Enem 2025: Escolas Particulares de Rio Branco Dominam Ranking no Acre

O Ministério da Educação (MEC) tornou públicos os resultados das escolas acreanas no Enem 2025, revelando um cenário em que poucas instituições conseguiram ultrapassar a marca de 600 pontos na média geral — que engloba as provas objetivas e a redação. Os dados, repercutidos pelo jornal O Globo, escancaram a liderança absoluta das unidades privadas da capital.

Domínio das Particulares

O topo do ranking estadual é ocupado integralmente por escolas privadas de Rio Branco. O Colégio Lato Sensu lidera com 679,21 pontos, seguido de perto pelo Colégio Sigma (676,64), pelo Centro Educacional e Cultural Meta (655,44) e pela Escola Plácido de Castro (Anglo Acre), que somou 635,97 pontos.

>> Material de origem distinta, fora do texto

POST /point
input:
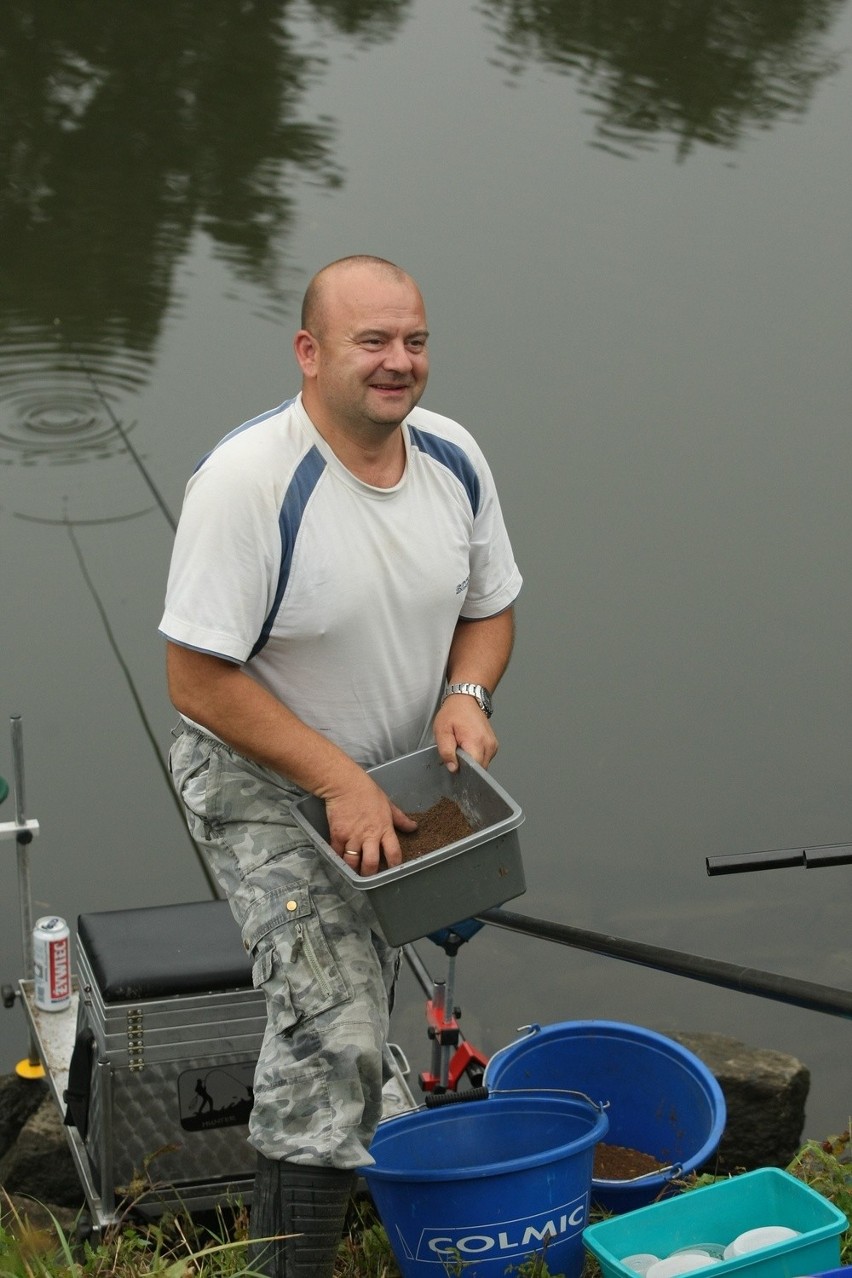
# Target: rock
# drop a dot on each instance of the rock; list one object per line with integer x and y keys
{"x": 40, "y": 1163}
{"x": 765, "y": 1094}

Ao analisar o desempenho geral, a disparidade é clara: das 15 instituições com as maiores notas, dez fazem parte da rede privada, enquanto apenas cinco são públicas ou federais.

Destaques da Rede Pública e Federal

Apesar da hegemonia das particulares, algumas instituições públicas e federais se sobressaíram na classificação:

  • Ifac (Campus Rio Branco): 575,58 pontos
  • Colégio de Aplicação (Ufac): 575,13 pontos
  • Colégio Militar Tiradentes: 562,74 pontos
Descentralização e Desigualdade

O levantamento aponta uma forte concentração do ensino de ponta em Rio Branco. Das 13 escolas elencadas no topo, 12 estão na capital. A presença do interior é escassa, representada apenas por instituições como o Instituto Santa Teresinha (Cruzeiro do Sul) e o Ifac (Sena Madureira).

Além disso, a desigualdade interna chama a atenção: o abismo entre a primeira colocada, o Colégio Lato Sensu, e a última listada, a Escola Humberto Soares da Costa (544,89 pontos), chega a 134,32 pontos.

O Desafio Nacional

O desempenho acreano também expõe um gargalo competitivo em escala nacional. A maior nota do Acre (679,21) está significativamente atrás do melhor resultado do país, alcançado pelo Colégio Ari de Sá Cavalcante, no Ceará, que atingiu expressivos 801,30 pontos — uma diferença de mais de 120 pontos que evidencia os desafios que a educação do estado ainda precisa superar para se equiparar aos patamares de excelência do Brasil.